More specifically, the work in our lab is divided into three main areas:
1) Plasticity
The group aims to find the rules governing how the brain updates its synaptic connections in order to learn and adapt to a changing world. In collaboration with experimentalists working on various systems from humans to the fruit fly, we build mechanistic models of synaptic plasticity to help elucidate (i) how plasticity differs across different cell types in cortical networks, (ii) how learning is guided by neuromodulatory signals, (iii) how learning changes across development, and (iv) how changes in synaptic connections affect the resulting neuronal network dynamics used for computation.
2) Network dynamics and computation
The Vogels group seeks to understand how neuronal networks process and transform sensory inputs, store and manipulate memories, and send motor outputs. By building and analysing models of spiking and firing-rate neuronal networks, the group studies the role of inhibition and excitatory-inhibitory balance in processing and gating the flow of information, and how contextual and reinforcement signals modify network properties to produce the flexible and complex dynamics seen in current large-scale neuronal recordings.

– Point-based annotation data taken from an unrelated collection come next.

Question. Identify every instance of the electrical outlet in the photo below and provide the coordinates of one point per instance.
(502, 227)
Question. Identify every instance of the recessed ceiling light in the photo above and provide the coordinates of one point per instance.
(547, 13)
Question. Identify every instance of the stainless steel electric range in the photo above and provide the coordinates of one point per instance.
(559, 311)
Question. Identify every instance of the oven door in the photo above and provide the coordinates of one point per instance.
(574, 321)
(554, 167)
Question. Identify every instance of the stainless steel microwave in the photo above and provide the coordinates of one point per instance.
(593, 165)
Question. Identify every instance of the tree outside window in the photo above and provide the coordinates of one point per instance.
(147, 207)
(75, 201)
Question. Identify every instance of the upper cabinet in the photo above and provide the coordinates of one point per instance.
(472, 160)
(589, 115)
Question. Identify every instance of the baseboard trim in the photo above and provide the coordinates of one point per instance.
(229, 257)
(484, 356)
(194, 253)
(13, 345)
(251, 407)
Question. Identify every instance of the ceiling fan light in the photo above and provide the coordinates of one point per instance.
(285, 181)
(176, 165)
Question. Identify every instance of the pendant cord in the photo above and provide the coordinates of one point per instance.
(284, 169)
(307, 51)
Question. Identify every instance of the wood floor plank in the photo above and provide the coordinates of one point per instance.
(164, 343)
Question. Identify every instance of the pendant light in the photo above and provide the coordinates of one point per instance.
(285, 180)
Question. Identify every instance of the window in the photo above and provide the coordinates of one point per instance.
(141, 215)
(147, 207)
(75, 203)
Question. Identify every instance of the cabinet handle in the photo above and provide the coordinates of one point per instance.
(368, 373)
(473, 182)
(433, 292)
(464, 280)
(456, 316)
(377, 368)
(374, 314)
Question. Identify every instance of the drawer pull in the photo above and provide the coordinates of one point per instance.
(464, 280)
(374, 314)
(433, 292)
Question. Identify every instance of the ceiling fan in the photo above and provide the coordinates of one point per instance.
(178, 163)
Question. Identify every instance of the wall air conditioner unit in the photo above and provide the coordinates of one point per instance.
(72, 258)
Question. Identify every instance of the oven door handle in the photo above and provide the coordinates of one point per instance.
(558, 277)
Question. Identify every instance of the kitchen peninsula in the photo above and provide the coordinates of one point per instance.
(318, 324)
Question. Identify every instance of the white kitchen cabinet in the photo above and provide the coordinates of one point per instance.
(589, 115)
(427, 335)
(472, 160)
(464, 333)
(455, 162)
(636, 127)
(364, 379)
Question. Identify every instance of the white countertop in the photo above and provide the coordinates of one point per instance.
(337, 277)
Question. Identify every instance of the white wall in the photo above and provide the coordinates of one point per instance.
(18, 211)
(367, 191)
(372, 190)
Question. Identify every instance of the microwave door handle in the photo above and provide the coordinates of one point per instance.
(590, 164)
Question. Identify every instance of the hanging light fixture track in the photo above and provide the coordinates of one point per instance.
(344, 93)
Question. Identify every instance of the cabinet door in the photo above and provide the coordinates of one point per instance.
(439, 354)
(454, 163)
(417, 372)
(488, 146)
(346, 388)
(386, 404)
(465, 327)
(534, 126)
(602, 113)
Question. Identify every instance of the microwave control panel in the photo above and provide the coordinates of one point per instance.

3) Ion channels and single-neuron biophysics
The Vogels Group builds detailed biophysical models of single neurons in order to understand the complex input-output relationships at the level of single neurons and their dendritic branches. In collaboration with researchers at EPFL (Lausanne) and the CNCB (Oxford), they have created an extensive database of ion channel models and their relationships, to facilitate better experimentally-constrained modelling (ICGenealogy). The Group is now working to expand this resource into other areas of neuroinformatics in order to help make sense of the large amounts of data that experimental and computational neuroscience currently produces.
Team
Current Projects
Publications
Agnes EJ, Vogels TP. 2024. Co-dependent excitatory and inhibitory plasticity accounts for quick, stable and long-lasting memories in biological networks. Nature Neuroscience. 27, 964–974. View
Clatot J, Currin C, Liang Q, Pipatpolkai T, Massey SL, Helbig I, Delemotte L, Vogels TP, Covarrubias M, Goldberg EM. 2024. A structurally precise mechanism links an epilepsy-associated KCNC2 potassium channel mutation to interneuron dysfunction. Proceedings of the National Academy of Sciences of the United States of America. 121(3), e2307776121. View
Chintaluri C, Vogels TP. 2023. Metabolically regulated spiking could serve neuronal energy homeostasis and protect from reactive oxygen species. Proceedings of the National Academy of Sciences of the United States of America. 120(48), e2306525120. View
Van Der Plas TL, Vogels TP, Manohar SG. 2022. Predictive learning enables neural networks to learn complex working memory tasks. Proceedings of Machine Learning Research. vol. 199, 518–531. View
Jia DW, Vogels TP, Costa RP. 2022. Developmental depression-to-facilitation shift controls excitation-inhibition balance. Communications biology. 5, 873. View
ReX-Link: Tim Vogels
Career
Since 2020 Professor, Institute of Science and Technology Austria (ISTA)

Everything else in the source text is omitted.